(Quote) Kristen-878108 said:
In my short time on CM, I have read a number of fora posts including a reference to "God...
(Quote) Kristen-878108 said:
In my short time on CM, I have read a number of fora posts including a reference to "God's will." That you must be open to "God's will" in a match so you need to consider persons who perhaps do not have all the qualities you desire. Yet at the same time there have been posts stating that it's really up to you in regard to your qualifications regarding age, appearance, life experience. This seems to be doublespeak to me.
I have a much broader perspective now on God's will and discernment than I used to. I really think God's will is much more dynamic that it is often made out to be - and must be if we believe in human freedom. The fact is, all of us thwart God's will every day - it's called sin. So if we thwart God's will in little ways each day, what makes us think we're going to get it right in big decisions? I think God's will is that we learn how to LOVE during our time here on earth, and because we often screw up this plan for a good portion of our lives, He continues to place new ways to teach us to love in our path and hopefully we will embrace some of these and learn a little more about love during this journey called life.
I don't assume that we'll get it figured out here in this CM thread, since confusion over this was one of the reasons the whole Protestant Reformation happened, but maybe we can all get a fuller understanding for ourselves.
So what's your perspective on God's will?

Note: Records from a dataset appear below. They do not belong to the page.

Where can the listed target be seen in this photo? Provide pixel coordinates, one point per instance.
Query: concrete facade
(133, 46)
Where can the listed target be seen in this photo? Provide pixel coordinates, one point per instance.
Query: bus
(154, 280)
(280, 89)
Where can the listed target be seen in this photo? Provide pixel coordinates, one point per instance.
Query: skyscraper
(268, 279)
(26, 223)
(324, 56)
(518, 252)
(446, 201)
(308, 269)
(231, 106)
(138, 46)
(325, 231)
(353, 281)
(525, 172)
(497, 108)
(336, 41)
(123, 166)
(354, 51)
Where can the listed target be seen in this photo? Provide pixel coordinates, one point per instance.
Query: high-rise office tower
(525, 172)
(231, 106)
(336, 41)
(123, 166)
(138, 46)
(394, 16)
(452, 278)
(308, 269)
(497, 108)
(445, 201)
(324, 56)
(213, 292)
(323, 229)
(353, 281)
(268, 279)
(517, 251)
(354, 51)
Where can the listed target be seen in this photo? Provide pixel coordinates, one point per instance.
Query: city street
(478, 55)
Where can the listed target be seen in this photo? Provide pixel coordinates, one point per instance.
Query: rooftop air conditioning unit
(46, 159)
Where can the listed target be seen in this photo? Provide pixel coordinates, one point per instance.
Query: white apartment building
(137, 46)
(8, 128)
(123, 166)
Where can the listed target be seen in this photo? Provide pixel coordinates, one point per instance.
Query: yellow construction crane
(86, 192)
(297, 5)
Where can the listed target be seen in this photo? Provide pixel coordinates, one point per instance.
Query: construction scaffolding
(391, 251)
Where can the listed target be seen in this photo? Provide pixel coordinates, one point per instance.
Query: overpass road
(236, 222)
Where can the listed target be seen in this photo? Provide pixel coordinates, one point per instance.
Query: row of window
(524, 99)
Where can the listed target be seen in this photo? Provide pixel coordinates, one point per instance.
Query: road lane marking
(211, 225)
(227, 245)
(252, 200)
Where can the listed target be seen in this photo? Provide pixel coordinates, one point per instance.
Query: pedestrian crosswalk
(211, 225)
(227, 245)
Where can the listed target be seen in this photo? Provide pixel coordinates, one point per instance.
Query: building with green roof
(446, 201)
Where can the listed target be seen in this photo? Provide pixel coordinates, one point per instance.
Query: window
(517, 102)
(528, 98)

The idea of doing God's will in finding a mate has merit. To translate that means we should be thoughtful in our discernment and use our free will and ability to think. I'm ok with the soulmate concept -- there are some whose relationship is extremely close and intense. Where my belief stops is that there is only one possible soulmate for a person. As many have discovered, there are other people who can be ideal mates and the relationship can be satisfying.
God's will should lead us to choose carefully and think of a relationship that will bring us closer to Him. If we can answer "Yes" to that, our confidence that we're doing the right thing is enhanced and confirmed. Our own free will should lead us to conform with His desire for us to help lead our mates to eternal salvation. That's the end goal.
If there is a person who would be an ideal spouse (or close to it), we need to prayerfully consider the possibility. Would it be wrong to reject that person and say "No"? It depends upon the reason for rejection. If it is for selfish reasons (He doesn't earn enough for my desired lifestyle; I want someone taller, for examples), then we should question whether or not we're following the Lord's will.
I won't and can't say such a rejection is sinful. There can be a difference between making a sinful decision or a stupid one. It's between that person and the Lord to settle.